This is an issue I feel rather strongly about. Good stories in any genre are about people. CSI, for example, uses more jargon than your average show ("Get the vic's DNA from these epithelials and run it through CODIS") but the writers always show us how the information gained via dry forensic procedure is affecting the characters in a vital and human way. The show is about the people, not the crimesolving technique. Most of the time, Voyager failed in that area. How many episodes were there where the solution to the problem of the week basically boiled down to the characters sitting at a console pressing buttons while spouting incomprehensible (to 99.9% of the population) made-up technobabble? That's bad writing. Period.
In the original Star Trek writer's guide, Gene Roddenberry said that a good Star Trek story should, if stripped of its science fiction elements, be able to be adapted to any other one-hour drama in primetime. How many Voyager stories fit that criteria? How many of them are really about the characters being affected in a real, organic, human way by the events of the episode?

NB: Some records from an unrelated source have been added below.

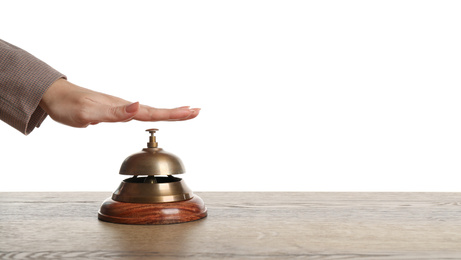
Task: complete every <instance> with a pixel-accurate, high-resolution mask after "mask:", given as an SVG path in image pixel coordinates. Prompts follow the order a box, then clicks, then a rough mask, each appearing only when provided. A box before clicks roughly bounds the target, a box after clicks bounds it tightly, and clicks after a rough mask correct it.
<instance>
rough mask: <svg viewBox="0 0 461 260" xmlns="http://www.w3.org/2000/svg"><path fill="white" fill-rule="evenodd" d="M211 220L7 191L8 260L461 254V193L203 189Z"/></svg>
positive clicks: (68, 198)
mask: <svg viewBox="0 0 461 260" xmlns="http://www.w3.org/2000/svg"><path fill="white" fill-rule="evenodd" d="M198 194H199V195H200V197H201V198H202V199H203V200H204V201H205V204H206V205H207V208H208V217H207V218H205V219H203V220H201V221H195V222H188V223H183V224H175V225H160V226H139V225H118V224H112V223H106V222H102V221H99V220H98V219H97V212H98V210H99V207H100V205H101V203H102V202H103V201H104V199H105V198H107V197H109V196H110V192H107V193H0V259H108V258H109V259H151V258H155V259H183V258H187V259H291V258H296V259H298V258H299V259H461V193H235V192H228V193H224V192H223V193H198Z"/></svg>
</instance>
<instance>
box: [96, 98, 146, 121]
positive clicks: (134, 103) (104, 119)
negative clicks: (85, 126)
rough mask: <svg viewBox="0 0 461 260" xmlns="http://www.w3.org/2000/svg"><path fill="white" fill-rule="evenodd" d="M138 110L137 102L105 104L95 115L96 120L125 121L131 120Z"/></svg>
mask: <svg viewBox="0 0 461 260" xmlns="http://www.w3.org/2000/svg"><path fill="white" fill-rule="evenodd" d="M138 111H139V102H135V103H132V104H128V105H124V106H118V107H111V106H106V107H105V108H102V109H101V110H100V113H97V114H96V115H95V118H94V119H96V120H94V121H96V122H125V121H129V120H131V119H132V118H133V117H134V116H135V115H136V113H138Z"/></svg>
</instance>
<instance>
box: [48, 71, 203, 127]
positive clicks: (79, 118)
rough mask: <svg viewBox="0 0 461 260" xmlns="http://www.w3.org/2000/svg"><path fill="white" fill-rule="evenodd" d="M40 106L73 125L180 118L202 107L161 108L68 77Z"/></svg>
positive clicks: (78, 126) (68, 124)
mask: <svg viewBox="0 0 461 260" xmlns="http://www.w3.org/2000/svg"><path fill="white" fill-rule="evenodd" d="M40 107H42V108H43V110H45V111H46V112H47V113H48V115H49V116H50V117H51V118H52V119H53V120H55V121H57V122H60V123H62V124H65V125H68V126H73V127H87V126H88V125H95V124H98V123H101V122H127V121H130V120H132V119H135V120H139V121H179V120H188V119H192V118H195V117H196V116H198V114H199V112H200V109H199V108H189V107H179V108H173V109H159V108H153V107H149V106H146V105H141V104H139V102H135V103H131V102H129V101H126V100H123V99H121V98H118V97H114V96H110V95H107V94H104V93H99V92H96V91H92V90H89V89H85V88H82V87H79V86H77V85H74V84H72V83H70V82H69V81H67V80H65V79H59V80H57V81H56V82H54V83H53V84H52V85H51V86H50V88H49V89H48V90H47V91H46V92H45V94H44V95H43V98H42V100H41V101H40Z"/></svg>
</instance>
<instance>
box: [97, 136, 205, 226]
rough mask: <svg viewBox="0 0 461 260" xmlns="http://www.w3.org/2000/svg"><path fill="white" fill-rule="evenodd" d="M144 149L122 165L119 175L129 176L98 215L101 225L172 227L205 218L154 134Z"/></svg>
mask: <svg viewBox="0 0 461 260" xmlns="http://www.w3.org/2000/svg"><path fill="white" fill-rule="evenodd" d="M146 131H148V132H149V133H150V134H151V136H150V137H149V142H148V143H147V148H144V149H142V151H141V152H139V153H135V154H132V155H131V156H129V157H128V158H126V159H125V161H124V162H123V163H122V166H121V167H120V174H122V175H132V177H131V178H128V179H125V180H123V181H122V183H121V184H120V186H119V187H118V189H117V190H116V191H115V192H114V193H113V194H112V197H111V198H108V199H106V200H105V201H104V202H103V204H102V205H101V208H100V210H99V213H98V218H99V219H100V220H103V221H107V222H113V223H121V224H174V223H183V222H189V221H194V220H199V219H202V218H204V217H206V216H207V209H206V207H205V204H204V203H203V200H202V199H201V198H200V197H199V196H197V195H195V194H193V193H192V191H191V190H190V189H189V187H187V185H186V184H185V183H184V181H183V180H182V179H180V178H177V177H174V176H173V175H176V174H182V173H184V166H183V164H182V162H181V160H180V159H179V158H178V157H176V156H175V155H173V154H171V153H168V152H166V151H164V150H163V149H162V148H158V143H157V141H156V137H155V136H154V134H155V132H156V131H158V129H148V130H146Z"/></svg>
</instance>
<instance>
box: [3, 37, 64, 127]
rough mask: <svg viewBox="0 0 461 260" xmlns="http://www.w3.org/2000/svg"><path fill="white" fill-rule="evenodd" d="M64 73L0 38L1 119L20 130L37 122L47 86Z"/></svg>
mask: <svg viewBox="0 0 461 260" xmlns="http://www.w3.org/2000/svg"><path fill="white" fill-rule="evenodd" d="M59 78H65V76H64V75H63V74H61V73H59V72H58V71H56V70H54V69H53V68H51V67H50V66H49V65H47V64H46V63H44V62H43V61H41V60H39V59H37V58H36V57H34V56H33V55H31V54H29V53H28V52H26V51H24V50H22V49H20V48H18V47H16V46H14V45H12V44H9V43H7V42H5V41H2V40H0V119H1V120H3V121H4V122H6V123H7V124H9V125H11V126H12V127H14V128H16V129H17V130H19V131H20V132H22V133H23V134H26V135H27V134H29V133H30V132H32V130H33V129H34V128H35V127H38V126H40V124H41V122H42V121H43V120H44V119H45V117H46V112H45V111H44V110H43V109H42V108H41V107H40V106H39V103H40V100H41V99H42V97H43V95H44V93H45V92H46V90H47V89H48V88H49V87H50V86H51V85H52V84H53V83H54V82H55V81H56V80H58V79H59Z"/></svg>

To pick an example at random, take the episode "The Omega Directive". The whole thing is an exercise in technobabble. The only piece of character drama, Seven's reverence for the Omega molecule, is just too damn hard for the average person to relate to. Why should we care about a mostly emotionless cyborg's vaguely religious feelings for a technobabbly subatomic particle that's just a shiny special effect anyway? We're never really given a reason. Seven's dilemma is never made relatable in a human way. Most of Voyager was exactly the same. If you strip the science fiction (or science fantasy, if you prefer) elements from 98% of Voyager's episodes, you're left with nothing more than the plot for a Saturday-morning cartoon at the very most.
I realize my views are in the minority in this forum, but 99% of the viewing public didn't watch the show and were only vaguely aware of it, so I'd say my views are fairly typical in a larger context.